Usual and order topology coincides

Question

Show that usual and order topology on $\mathbb R$ coincides. And what does the word "coincides" mean in the statement?

Answer 1

If $(X,<)$ is any linearly ordered set, then the order topology $\mathcal{T}_{<}$ is the smallest topology that makes all sets of the form $L_p = \{x \in X: x < p\}$ and $R_p = \{x \in X: x > p\}$, (where $p \in X$) open. (these sets form a so-called subbase for this topology).

If $(X,d)$ is a metric space the metric topology the the smallest topology $\mathcal{T}_d$, such that all open balls $B(x,r) = \{y: d(x,y) < r\}$, (where $x \in X, r \in \mathbb{R}, r>0$) are open. (these then form a base for the metric topology).

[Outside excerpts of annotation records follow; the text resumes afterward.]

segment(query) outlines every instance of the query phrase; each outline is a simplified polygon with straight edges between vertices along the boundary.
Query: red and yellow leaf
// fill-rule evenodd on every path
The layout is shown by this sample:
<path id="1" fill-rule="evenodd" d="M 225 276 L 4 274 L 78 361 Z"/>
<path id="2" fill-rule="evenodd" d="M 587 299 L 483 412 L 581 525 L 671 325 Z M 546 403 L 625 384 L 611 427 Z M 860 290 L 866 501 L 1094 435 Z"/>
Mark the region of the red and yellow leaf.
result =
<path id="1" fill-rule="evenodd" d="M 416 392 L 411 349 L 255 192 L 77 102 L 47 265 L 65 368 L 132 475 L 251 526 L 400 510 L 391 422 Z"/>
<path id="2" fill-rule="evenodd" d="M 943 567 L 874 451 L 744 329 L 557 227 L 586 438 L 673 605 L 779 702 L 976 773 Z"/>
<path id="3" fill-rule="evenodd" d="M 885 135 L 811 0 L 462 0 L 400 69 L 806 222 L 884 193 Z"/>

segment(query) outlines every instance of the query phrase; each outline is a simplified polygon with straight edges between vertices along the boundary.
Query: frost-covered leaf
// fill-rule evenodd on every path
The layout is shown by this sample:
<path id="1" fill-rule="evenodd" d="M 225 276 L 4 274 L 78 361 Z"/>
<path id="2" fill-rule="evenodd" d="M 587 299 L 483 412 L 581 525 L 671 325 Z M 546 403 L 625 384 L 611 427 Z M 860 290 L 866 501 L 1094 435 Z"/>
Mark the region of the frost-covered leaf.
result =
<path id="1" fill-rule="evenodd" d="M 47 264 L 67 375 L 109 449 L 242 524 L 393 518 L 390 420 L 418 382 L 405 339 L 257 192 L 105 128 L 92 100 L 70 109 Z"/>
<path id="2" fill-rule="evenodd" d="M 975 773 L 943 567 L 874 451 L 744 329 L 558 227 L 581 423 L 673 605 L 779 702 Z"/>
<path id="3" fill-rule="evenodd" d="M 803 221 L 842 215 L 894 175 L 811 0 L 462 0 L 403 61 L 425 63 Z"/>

NOw the claim is that for the reals $\mathbb{R}$ with their usual order $<$ and the udual metric $d(x,y) = |x - y|$, we have $\mathcal{T}_d = \mathcal{T}_{<}$.

Show this by showing two inclusions.

Hint: use that $B(x,r) = (x-r, x+r) = L_{x+r} \cap U_{x-r}$ e.g. so $\mathcal{T}_d \subseteq \mathcal{T}_{<}$. For the other way round, show that $L_p$ is metric open: for every $y < p$, set $r(y) = p -y$, then $B(y,r(y) \subset L_p$, so every $y \in L_p$ is an interior point in the metric topology, and ditto for $R_p$ as well.